Erik Mona said:
Technically, any adventure that has a cleric of Pelor in it is a Greyhawk adventure
Hmm, I was never very sure if things went that far...I mean, Jozan in the Iconics novels is a cleric of Pelor, but we won't be seeing New Koratia on the
Greyhawk maps, right? Nor the original Adventure Path (
The Sunless Citadel through
Bastion of Broken Souls) despite the same thing. It's interesting to ponder if using even the "basic D&D" pantheon makes an adventure necessarily
Greyhawk by default, since there are not only no other connections, but sometimes also other things that seem to fly in the face of it being GH.
Plus, the setting has been around forever, and if you don't play Greyhawk (I suspect most players use a homebrew world), you have to convert all the proper nouns, anyway.
Which seems to be the arguement for saying that such "generic" adventures aren't truly
Greyhawk, but rather they just used the
Greyhawk deity names as placeholders.
And the ties between Chainmail and Greyhawk are tenuous at best (about on order with the ties between Faerun and the events of the "Double Diamond Triangle" serial Forgotten Realms novel, which took place on an entirely different continent. A "core" Chainmail hardcover that would have provided more concrete ties never came out, so I don't think your point is wholly accurate.

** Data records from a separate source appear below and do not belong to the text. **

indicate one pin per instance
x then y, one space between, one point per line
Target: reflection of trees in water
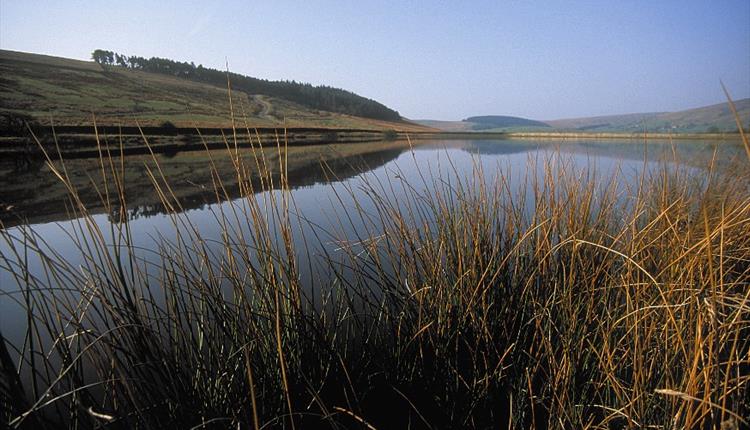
335 170
493 147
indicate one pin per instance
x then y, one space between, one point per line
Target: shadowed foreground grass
571 303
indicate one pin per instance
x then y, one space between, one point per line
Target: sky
443 60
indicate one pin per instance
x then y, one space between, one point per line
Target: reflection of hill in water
690 153
501 147
313 174
36 196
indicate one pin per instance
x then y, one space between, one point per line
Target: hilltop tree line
317 97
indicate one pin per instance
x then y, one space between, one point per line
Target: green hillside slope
714 118
68 92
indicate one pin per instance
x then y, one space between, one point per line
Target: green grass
69 91
453 308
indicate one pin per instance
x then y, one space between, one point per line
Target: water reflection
326 182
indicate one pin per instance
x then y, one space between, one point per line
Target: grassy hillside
69 91
708 119
716 117
486 123
499 121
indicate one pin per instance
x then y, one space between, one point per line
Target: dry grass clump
463 302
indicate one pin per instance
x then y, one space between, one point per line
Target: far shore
81 141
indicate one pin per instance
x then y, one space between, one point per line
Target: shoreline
81 141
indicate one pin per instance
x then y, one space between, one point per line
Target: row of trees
317 97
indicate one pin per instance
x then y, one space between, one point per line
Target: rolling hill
44 88
713 118
486 123
716 117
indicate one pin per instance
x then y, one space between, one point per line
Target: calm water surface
322 200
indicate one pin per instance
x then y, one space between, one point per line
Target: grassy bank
571 303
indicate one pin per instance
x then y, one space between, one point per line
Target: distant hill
41 88
497 121
713 118
486 123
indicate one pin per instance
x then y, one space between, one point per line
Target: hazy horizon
438 61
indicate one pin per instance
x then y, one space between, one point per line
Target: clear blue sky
438 60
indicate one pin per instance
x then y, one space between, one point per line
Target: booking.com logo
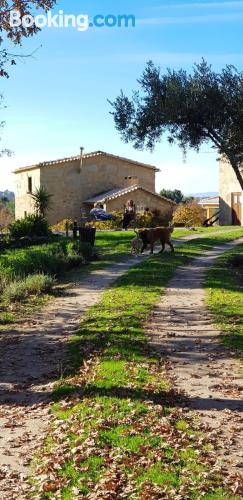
81 22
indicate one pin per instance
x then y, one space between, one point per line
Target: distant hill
7 194
209 194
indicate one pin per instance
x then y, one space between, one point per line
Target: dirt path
31 359
182 331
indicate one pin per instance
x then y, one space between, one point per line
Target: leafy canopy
15 35
175 195
192 109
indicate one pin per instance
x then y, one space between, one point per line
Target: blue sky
57 101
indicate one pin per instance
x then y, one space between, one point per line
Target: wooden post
75 230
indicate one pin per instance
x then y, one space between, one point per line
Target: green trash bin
87 235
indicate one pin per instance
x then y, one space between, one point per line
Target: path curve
31 358
182 331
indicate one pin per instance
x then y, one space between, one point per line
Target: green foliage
192 109
17 34
148 219
224 296
116 406
36 284
30 226
175 195
189 214
42 201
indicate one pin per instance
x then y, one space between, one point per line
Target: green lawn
118 424
224 286
112 246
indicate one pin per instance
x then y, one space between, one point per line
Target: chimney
81 158
131 181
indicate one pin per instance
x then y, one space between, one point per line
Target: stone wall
70 186
142 200
228 184
23 202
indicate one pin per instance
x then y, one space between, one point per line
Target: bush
32 225
236 261
189 214
6 217
148 219
61 226
35 284
74 261
74 247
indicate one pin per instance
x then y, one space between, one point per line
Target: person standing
129 214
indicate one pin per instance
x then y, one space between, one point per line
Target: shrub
236 261
74 247
6 217
32 225
108 225
148 219
88 252
189 214
35 284
74 261
61 226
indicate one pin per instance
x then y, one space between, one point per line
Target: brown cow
150 236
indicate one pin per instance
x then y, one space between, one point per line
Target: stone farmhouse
77 183
231 196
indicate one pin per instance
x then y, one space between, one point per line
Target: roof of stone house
214 200
118 192
85 156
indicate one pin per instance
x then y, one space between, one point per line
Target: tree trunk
235 167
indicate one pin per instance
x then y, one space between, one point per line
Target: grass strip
224 292
120 430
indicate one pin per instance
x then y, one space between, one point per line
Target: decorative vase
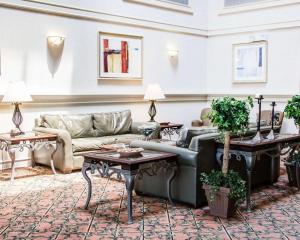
221 206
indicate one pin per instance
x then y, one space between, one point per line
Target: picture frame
250 62
120 56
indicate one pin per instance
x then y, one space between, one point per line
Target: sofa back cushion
112 123
78 125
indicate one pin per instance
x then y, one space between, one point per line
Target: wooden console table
29 140
250 151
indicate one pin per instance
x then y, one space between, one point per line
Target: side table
29 140
169 129
250 151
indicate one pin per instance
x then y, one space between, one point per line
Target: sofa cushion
112 123
187 134
78 125
94 143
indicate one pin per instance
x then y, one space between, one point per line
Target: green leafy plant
231 116
292 110
216 179
294 158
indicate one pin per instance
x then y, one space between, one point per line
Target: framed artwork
250 62
120 57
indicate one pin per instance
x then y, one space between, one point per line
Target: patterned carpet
51 207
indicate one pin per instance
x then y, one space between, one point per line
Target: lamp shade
16 93
154 92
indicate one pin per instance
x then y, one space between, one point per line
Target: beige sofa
80 133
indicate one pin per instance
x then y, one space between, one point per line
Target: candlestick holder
271 135
258 136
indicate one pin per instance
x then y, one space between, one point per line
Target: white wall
280 27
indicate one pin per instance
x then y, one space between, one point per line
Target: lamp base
17 120
152 111
16 132
271 135
258 137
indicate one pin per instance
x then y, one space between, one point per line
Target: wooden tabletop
147 156
27 136
170 125
248 143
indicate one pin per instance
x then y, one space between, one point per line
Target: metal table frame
129 174
31 145
250 159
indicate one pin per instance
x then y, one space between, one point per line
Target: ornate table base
29 141
129 174
251 157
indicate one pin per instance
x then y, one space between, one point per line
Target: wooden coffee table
148 163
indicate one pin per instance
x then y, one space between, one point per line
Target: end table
28 140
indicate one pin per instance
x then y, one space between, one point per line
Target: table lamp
153 93
16 94
258 136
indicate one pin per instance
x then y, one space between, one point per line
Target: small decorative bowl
130 152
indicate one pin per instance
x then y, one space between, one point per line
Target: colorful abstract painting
250 62
120 56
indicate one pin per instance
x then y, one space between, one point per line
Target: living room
82 82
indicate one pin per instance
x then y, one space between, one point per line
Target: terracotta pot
222 206
293 172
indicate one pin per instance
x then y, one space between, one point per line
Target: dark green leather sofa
200 156
186 186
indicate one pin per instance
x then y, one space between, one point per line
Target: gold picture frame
121 58
250 62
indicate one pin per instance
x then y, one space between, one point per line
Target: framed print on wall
250 62
120 57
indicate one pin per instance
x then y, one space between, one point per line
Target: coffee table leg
129 182
170 179
248 197
85 168
12 156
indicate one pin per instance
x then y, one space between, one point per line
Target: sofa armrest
186 157
63 158
197 123
137 126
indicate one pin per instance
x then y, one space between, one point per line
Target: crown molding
254 28
45 7
267 97
256 6
164 5
63 10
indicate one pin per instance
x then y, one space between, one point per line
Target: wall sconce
55 40
173 53
55 49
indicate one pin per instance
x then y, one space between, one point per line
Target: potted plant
225 189
292 110
293 169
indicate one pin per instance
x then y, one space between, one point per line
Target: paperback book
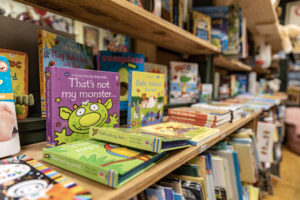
25 178
9 134
102 162
122 63
183 82
58 51
145 100
78 99
18 63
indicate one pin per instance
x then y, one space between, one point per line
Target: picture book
160 69
9 135
122 63
58 51
197 134
145 100
139 139
102 162
78 99
18 63
183 82
22 177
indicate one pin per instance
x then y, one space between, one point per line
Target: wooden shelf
231 64
129 19
149 177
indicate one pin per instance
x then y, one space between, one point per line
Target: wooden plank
129 19
149 177
231 64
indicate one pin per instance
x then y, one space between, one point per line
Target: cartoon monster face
86 115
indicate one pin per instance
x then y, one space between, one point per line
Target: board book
183 86
18 63
160 69
78 99
139 139
145 100
122 63
22 177
197 134
9 135
58 51
102 162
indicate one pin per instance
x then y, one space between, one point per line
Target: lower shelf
149 177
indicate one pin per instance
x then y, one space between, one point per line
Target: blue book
122 63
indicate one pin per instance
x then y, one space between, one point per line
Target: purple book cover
77 99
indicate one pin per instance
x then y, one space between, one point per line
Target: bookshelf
149 177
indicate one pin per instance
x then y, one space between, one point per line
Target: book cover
58 51
9 134
18 63
22 177
78 99
145 99
139 139
102 162
196 133
160 69
183 86
122 63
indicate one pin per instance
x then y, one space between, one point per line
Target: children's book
160 69
22 177
18 63
122 63
139 139
78 99
197 134
58 51
183 82
9 135
102 162
145 100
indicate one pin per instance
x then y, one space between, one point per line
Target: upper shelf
231 64
129 19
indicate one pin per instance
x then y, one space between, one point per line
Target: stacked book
199 116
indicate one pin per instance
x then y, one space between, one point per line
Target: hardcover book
9 135
21 177
140 139
58 51
122 63
145 100
183 82
102 162
160 69
18 63
78 99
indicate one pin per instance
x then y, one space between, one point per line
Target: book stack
199 116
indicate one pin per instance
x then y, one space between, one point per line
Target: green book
102 162
140 139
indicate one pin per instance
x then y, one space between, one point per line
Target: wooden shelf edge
149 177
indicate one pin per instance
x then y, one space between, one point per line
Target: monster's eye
80 112
94 107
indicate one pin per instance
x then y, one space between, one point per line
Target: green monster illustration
82 117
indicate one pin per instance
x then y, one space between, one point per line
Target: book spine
94 172
42 72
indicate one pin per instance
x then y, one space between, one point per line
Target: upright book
19 75
122 63
78 99
102 162
183 82
22 177
58 51
145 100
9 136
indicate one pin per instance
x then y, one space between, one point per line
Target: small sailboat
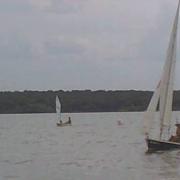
162 99
58 112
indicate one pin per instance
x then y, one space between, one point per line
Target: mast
58 108
167 81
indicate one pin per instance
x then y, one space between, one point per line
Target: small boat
162 99
63 124
58 112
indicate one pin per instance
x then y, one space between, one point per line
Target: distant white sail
58 108
167 81
150 113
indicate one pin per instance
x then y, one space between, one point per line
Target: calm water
94 148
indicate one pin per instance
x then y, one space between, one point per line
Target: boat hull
62 125
155 145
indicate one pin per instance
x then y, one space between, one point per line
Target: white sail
167 80
58 108
150 113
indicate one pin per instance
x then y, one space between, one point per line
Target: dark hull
62 125
155 145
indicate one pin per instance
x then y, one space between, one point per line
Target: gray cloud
65 44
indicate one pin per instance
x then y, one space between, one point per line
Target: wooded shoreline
78 101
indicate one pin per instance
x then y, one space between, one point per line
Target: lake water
95 147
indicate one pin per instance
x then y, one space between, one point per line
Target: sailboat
162 100
58 112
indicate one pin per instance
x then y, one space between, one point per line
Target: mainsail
58 108
167 81
164 91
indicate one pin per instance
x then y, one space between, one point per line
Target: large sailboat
162 100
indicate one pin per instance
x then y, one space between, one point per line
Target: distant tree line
77 101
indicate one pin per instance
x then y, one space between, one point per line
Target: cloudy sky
84 44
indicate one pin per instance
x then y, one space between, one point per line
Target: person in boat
176 138
69 121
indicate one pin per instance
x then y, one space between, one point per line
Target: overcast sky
84 44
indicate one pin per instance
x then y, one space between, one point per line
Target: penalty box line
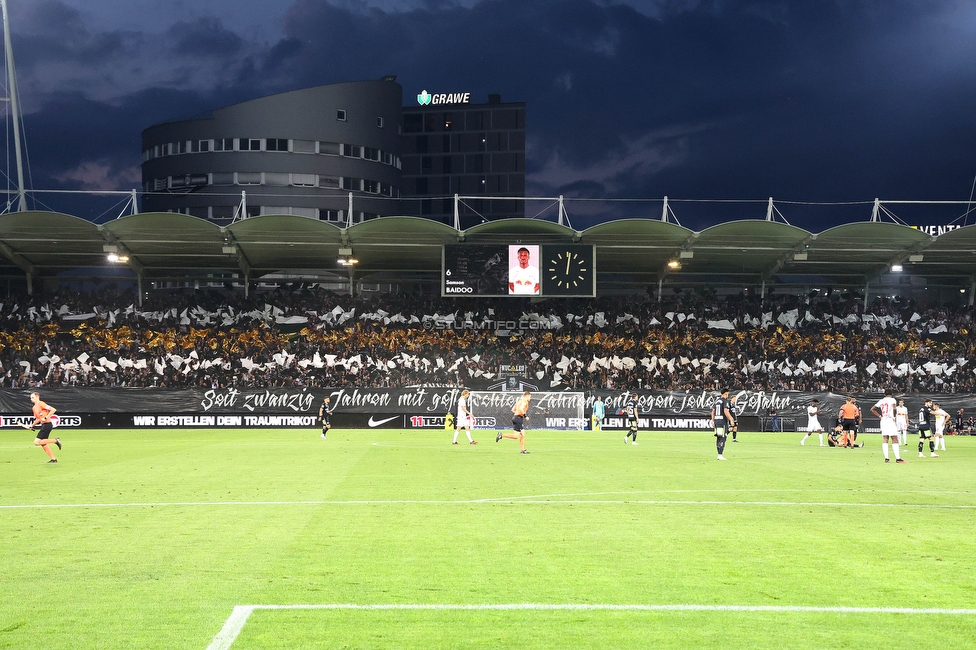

Not having read the Double Diamond Triangle Saga yet, I can't comment on the accuracy of the analogy (though I just got eight of the nine books, so it won't be long!), but the ties between the Sundered Empire (as it was called in
Dragon #315) and
Greyhawk seem few, but strong. For one thing, the drow faction of the Sundered Empire is explicitly stated to be from
Greyhawk's Vault of the Drow (see
Dragon #298). Likewise, the dead god Stratis is the brother of Heironeous and Hextor. We know it has the same planar setup (see
Dragon #296) also. Finally, the map of the
Sundered Empire matches with the one of the entire
continent of Oerik. So it seems clear that the two settings, while distant, are linked quite concretely.